Salt Lake City • Utah drivers in 2018 will save some money after lawmakers eliminated a required car safety check, but visitors to hotels, motels and campgrounds will feel a slight pinch in their pocketbooks under a new tax.
The changes are among a handful of new laws taking effect Monday in Utah.
Most of the roughly 500 laws passed by Utah legislators in 2017 took effect in May, a default date marking 60 days from the end of Utah’s short legislative session. A few dozen more took effect July 1, the start of Utah’s new budget year.
Here’s a look at some of the new laws taking effect in 2018:
Car Safety Inspections
Utah drivers will no longer be required to get periodic safety inspections to keep their vehicles on the road. The new law brings Utah into line with a number of other states that have scrapped such requirements. Lawmakers said the tests, which cost $15 and included checks of brakes, headlights and windshields, don’t make streets safer.
The law still allows counties to require regular emissions tests for cars.
In exchange for cutting the safety inspections, the law makes permanent a rule declaring it a primary offense not to wear a seat belt.
Hotel Room Tax
Lawmakers created a new state hotel room tax to bolster outdoor recreation. Currently, only counties, cities and towns tax stays at hotels, motels, campgrounds and other temporary lodging. The 0.32 percent tax will be imposed along with local hotel and sales taxes, and is expected to generate as much as $5 million annually.
For a $100 a night hotel room, a tax of about 32 cents would be imposed. About half of the states and the District of Columbia impose a state hotel tax, according to the National Conference of State Legislatures.
Some of the money generated from Utah’s tax will go toward hospitality education programs, but most of it will help fund Utah’s Office of Outdoor Recreation, which hands out grants between $5,000 and $150,000 for governments or nonprofits that build recreation infrastructure such as walking paths, hiking trails and rock climbing routes.
Gun Destruction
Another new law says authorities can sell abandoned guns or give them to a firearms dealer for sale or to the Bureau of Forensic Services for testing.

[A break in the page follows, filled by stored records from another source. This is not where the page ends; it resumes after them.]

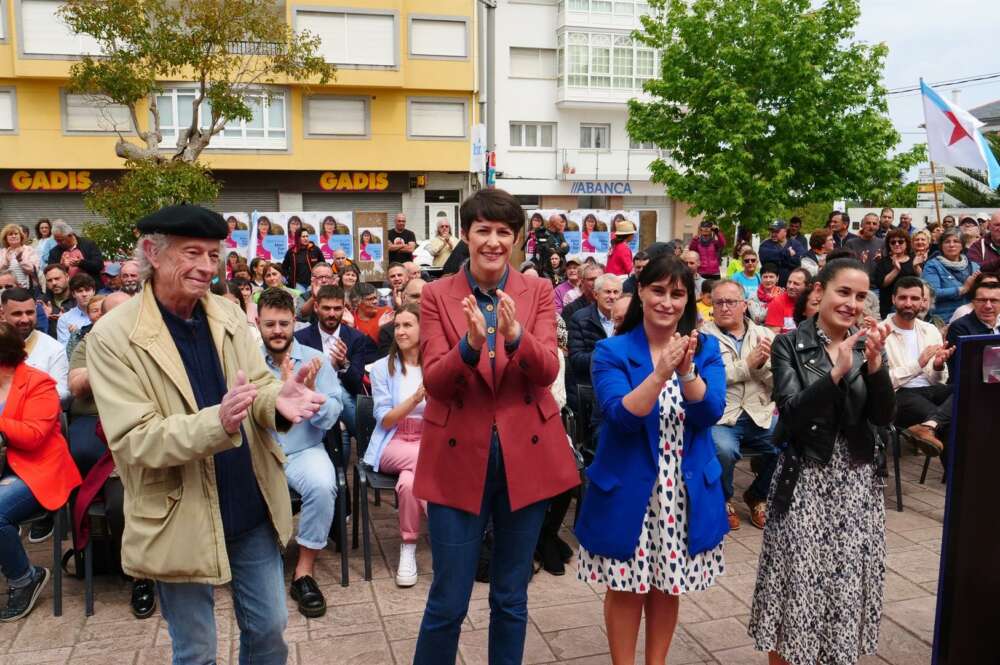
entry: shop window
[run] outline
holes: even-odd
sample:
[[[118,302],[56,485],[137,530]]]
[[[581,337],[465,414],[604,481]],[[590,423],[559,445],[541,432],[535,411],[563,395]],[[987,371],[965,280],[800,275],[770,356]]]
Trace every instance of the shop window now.
[[[127,106],[98,95],[63,94],[63,129],[67,132],[132,132]]]
[[[556,50],[511,46],[510,75],[516,78],[555,78]]]
[[[21,45],[25,55],[99,55],[89,35],[73,32],[58,15],[59,0],[21,0]]]
[[[177,143],[178,133],[191,126],[196,91],[194,88],[171,88],[157,95],[160,112],[161,147]],[[250,120],[230,120],[219,134],[212,137],[209,148],[231,150],[285,150],[288,148],[285,94],[260,91],[246,96],[253,117]],[[212,107],[208,100],[199,104],[198,124],[208,129],[212,122]]]
[[[411,138],[464,139],[468,111],[464,100],[409,100],[408,135]]]
[[[327,62],[360,67],[398,64],[395,14],[300,11],[295,27],[319,36],[319,53]]]
[[[552,122],[510,123],[512,148],[554,148],[556,125]]]
[[[469,55],[468,22],[464,18],[410,17],[410,56],[459,58]]]
[[[368,101],[367,97],[309,97],[306,133],[345,138],[369,136]]]

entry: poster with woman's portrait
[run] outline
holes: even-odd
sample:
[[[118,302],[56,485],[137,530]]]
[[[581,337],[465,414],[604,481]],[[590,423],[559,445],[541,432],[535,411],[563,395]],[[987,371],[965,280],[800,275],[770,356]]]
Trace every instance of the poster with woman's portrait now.
[[[250,247],[250,215],[245,212],[224,212],[222,216],[229,227],[229,234],[222,241],[226,253],[236,252],[243,258],[249,258],[247,250]]]
[[[358,260],[381,263],[383,257],[382,229],[366,226],[358,229]]]
[[[281,263],[288,252],[286,223],[289,215],[284,212],[254,212],[250,230],[250,258]]]
[[[316,228],[319,237],[316,245],[327,261],[333,260],[333,252],[344,250],[347,258],[354,259],[354,213],[310,212],[306,213],[306,223]]]

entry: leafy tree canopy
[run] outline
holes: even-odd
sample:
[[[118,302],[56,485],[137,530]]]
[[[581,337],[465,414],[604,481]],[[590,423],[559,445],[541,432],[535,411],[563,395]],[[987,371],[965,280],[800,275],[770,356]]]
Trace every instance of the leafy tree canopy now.
[[[761,230],[789,208],[883,199],[920,161],[880,82],[884,44],[853,41],[858,0],[651,0],[635,37],[661,52],[651,101],[628,131],[669,157],[651,170],[671,196],[722,224]]]
[[[253,117],[248,91],[284,80],[325,84],[335,73],[318,53],[320,38],[292,30],[273,0],[66,0],[60,14],[101,47],[73,66],[71,88],[128,108],[132,127],[115,150],[133,162],[194,162],[227,121]],[[196,90],[191,124],[166,152],[161,81],[193,81]]]

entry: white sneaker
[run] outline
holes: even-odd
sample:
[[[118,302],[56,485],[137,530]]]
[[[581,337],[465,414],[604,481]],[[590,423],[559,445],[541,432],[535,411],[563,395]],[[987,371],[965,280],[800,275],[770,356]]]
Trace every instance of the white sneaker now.
[[[417,544],[403,543],[399,546],[399,569],[396,571],[396,586],[409,587],[417,583]]]

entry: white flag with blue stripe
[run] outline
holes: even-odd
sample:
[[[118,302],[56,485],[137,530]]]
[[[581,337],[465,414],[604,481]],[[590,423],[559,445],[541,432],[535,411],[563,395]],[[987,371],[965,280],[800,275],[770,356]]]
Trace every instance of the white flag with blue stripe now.
[[[927,152],[941,166],[985,171],[992,189],[1000,187],[1000,164],[979,128],[983,123],[934,92],[920,79],[927,127]]]

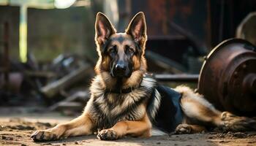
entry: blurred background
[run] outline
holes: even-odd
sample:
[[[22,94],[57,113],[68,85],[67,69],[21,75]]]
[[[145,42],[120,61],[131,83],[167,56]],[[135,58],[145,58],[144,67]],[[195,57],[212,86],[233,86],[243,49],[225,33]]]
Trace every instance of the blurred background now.
[[[140,11],[148,72],[170,86],[196,88],[204,56],[226,39],[256,44],[255,0],[0,0],[0,106],[81,111],[97,60],[96,14],[122,32]]]

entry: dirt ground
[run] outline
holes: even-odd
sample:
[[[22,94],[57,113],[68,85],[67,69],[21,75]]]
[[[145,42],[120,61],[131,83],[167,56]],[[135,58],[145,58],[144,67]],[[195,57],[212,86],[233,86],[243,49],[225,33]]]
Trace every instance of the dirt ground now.
[[[34,142],[30,135],[35,130],[50,128],[74,117],[63,116],[57,112],[9,114],[10,110],[0,109],[0,145],[256,145],[256,132],[165,134],[148,139],[125,137],[117,141],[99,141],[96,135],[91,135],[56,142]]]

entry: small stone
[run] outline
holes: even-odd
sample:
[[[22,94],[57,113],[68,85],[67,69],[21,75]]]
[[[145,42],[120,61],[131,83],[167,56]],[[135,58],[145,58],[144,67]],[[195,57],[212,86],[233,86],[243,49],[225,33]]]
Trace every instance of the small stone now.
[[[5,137],[5,136],[1,136],[1,139],[7,139],[7,137]]]

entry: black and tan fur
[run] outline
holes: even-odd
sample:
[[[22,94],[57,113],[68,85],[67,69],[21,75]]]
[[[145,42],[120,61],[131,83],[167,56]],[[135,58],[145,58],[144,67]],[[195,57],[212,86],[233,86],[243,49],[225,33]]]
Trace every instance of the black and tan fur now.
[[[147,36],[143,12],[133,18],[125,33],[116,33],[108,19],[99,12],[95,30],[99,57],[83,113],[70,122],[36,131],[31,136],[34,141],[95,132],[102,140],[127,135],[148,137],[152,126],[176,134],[200,132],[206,126],[231,131],[256,129],[255,120],[219,112],[189,88],[163,87],[146,74]],[[173,95],[178,97],[173,103]]]

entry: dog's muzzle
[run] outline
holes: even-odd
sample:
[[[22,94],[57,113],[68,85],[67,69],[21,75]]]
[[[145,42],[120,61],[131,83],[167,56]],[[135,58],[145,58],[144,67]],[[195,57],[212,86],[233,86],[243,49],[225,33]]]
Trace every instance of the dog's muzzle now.
[[[131,72],[128,64],[125,64],[124,61],[118,61],[112,68],[112,76],[114,77],[129,77]]]

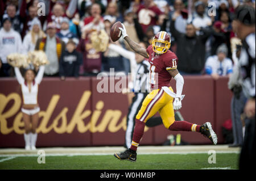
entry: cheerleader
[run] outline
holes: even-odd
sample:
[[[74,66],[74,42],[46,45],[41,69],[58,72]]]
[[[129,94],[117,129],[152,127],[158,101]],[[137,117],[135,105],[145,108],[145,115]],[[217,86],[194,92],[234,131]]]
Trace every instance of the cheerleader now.
[[[39,106],[38,103],[38,85],[43,78],[44,66],[40,66],[36,77],[35,72],[32,69],[28,69],[22,77],[19,69],[14,68],[18,82],[21,85],[23,104],[21,111],[25,125],[24,139],[25,149],[36,150],[36,142],[38,134],[36,129],[39,120]],[[32,127],[30,126],[32,124]]]

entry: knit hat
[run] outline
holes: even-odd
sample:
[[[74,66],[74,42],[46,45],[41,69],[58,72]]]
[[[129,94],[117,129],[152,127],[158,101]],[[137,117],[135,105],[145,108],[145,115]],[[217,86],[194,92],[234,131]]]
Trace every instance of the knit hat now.
[[[234,19],[238,20],[242,23],[251,26],[255,24],[255,9],[247,5],[238,6],[235,11]]]
[[[205,7],[204,3],[200,1],[199,1],[195,3],[195,7],[196,8],[196,9],[197,9],[197,7],[200,5]]]
[[[112,16],[110,15],[106,15],[103,18],[104,19],[104,22],[105,20],[108,20],[111,23],[114,23],[115,22],[115,20],[117,19],[115,16]]]
[[[38,25],[40,30],[42,30],[41,22],[38,18],[35,17],[31,21],[31,26],[30,26],[30,30],[31,30],[34,25]]]
[[[217,49],[216,54],[218,54],[220,53],[223,53],[226,56],[228,55],[228,47],[225,44],[222,44]]]
[[[221,0],[220,1],[220,5],[221,4],[225,4],[226,5],[226,8],[229,8],[229,2],[226,0]]]
[[[216,21],[213,24],[213,26],[217,29],[221,29],[221,21]]]
[[[48,28],[56,28],[55,24],[53,22],[49,22],[47,24],[47,29]]]
[[[69,19],[67,17],[63,18],[63,20],[61,20],[61,23],[64,22],[69,24]]]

But law enforcement officials can only destroy a gun if its condition prevents it from being sold or if it’s associated with a notorious crime.

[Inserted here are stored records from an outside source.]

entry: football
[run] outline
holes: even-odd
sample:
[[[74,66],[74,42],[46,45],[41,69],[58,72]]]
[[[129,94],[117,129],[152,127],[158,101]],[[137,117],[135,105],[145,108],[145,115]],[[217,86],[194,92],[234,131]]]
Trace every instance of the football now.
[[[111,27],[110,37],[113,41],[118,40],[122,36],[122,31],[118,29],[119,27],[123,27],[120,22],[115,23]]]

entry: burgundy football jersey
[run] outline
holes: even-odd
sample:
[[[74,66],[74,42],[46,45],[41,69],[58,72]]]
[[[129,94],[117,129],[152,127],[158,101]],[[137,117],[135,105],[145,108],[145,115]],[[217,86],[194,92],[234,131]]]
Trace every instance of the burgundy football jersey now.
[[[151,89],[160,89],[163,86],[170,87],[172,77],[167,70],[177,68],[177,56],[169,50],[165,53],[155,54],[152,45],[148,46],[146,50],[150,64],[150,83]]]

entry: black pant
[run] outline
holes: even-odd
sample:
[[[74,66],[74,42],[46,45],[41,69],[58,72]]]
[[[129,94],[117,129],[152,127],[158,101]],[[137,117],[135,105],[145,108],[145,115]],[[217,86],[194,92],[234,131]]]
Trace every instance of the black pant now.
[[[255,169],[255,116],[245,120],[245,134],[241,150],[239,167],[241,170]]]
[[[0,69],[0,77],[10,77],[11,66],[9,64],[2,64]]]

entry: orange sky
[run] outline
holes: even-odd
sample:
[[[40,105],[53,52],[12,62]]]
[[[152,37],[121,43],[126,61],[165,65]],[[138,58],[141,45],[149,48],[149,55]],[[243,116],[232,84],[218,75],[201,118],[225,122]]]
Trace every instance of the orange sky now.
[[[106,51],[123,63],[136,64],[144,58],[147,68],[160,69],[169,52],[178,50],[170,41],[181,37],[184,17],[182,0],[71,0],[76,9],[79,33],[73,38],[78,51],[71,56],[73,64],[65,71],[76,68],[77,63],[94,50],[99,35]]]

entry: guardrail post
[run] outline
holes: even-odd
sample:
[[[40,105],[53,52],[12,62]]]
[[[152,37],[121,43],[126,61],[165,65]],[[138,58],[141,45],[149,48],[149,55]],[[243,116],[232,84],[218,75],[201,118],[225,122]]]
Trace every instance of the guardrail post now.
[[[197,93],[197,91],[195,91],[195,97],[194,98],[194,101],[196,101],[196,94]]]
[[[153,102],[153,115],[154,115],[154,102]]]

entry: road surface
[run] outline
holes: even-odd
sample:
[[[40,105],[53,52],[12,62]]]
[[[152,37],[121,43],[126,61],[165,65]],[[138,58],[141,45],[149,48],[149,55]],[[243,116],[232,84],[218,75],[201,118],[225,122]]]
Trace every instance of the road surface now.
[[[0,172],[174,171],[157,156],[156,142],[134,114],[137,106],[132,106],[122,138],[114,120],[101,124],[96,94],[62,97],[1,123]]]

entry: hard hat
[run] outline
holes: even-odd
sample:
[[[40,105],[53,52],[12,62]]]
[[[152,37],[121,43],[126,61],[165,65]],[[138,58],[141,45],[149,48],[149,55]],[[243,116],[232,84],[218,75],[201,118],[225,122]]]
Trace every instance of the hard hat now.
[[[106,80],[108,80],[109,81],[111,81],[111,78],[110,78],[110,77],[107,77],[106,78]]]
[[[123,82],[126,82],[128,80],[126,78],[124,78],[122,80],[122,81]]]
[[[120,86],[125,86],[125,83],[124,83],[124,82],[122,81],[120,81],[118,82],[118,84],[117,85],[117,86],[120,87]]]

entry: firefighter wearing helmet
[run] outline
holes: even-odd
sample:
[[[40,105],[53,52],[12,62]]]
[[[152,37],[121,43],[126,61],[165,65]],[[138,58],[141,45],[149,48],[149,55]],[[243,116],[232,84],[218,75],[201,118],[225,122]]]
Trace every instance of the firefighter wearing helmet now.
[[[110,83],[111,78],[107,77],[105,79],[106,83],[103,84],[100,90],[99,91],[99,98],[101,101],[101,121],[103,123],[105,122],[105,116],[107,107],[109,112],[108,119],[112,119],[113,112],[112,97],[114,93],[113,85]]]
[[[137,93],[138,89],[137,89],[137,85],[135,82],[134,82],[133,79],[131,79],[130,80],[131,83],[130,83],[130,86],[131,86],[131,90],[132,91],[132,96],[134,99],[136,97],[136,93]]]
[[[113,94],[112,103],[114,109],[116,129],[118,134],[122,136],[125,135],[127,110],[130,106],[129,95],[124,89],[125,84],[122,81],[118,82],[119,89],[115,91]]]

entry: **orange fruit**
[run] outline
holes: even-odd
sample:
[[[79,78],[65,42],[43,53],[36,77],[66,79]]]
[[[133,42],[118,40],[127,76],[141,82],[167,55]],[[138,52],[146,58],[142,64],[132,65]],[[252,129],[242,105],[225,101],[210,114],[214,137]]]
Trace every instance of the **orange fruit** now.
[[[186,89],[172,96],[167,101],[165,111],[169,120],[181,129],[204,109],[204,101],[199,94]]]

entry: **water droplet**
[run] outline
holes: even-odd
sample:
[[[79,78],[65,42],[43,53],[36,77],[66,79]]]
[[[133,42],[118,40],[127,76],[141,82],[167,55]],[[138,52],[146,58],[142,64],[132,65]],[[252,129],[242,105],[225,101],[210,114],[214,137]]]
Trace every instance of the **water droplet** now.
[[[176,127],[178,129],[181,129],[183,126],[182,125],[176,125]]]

“I never saw the need for a perfectly good firearm to be destroyed,” the law’s sponsor, Republican Rep. Brad Daw of Orem, told lawmakers during a hearing on the measure.
Clean Fuel Incentives
One new law offers a $1.8 million tax break for Utah refineries taking steps to produce cleaner gasoline, known at Tier 3 fuels. Refineries would be eligible for the tax break if they purchase and use equipment that moves them to Tier 3 fuel by 2020.
Lawmakers said it’s a major incentive that will help improve air quality along the Wasatch Front, where cold air traps tailpipe emissions and other pollutants above bowl-shaped mountain basins. If every car switched to Tier 3 fuel, it would be the equivalent of removing four out of every five cars from roads, according to Republican Rep. Brad Wilson, one sponsor of the proposal.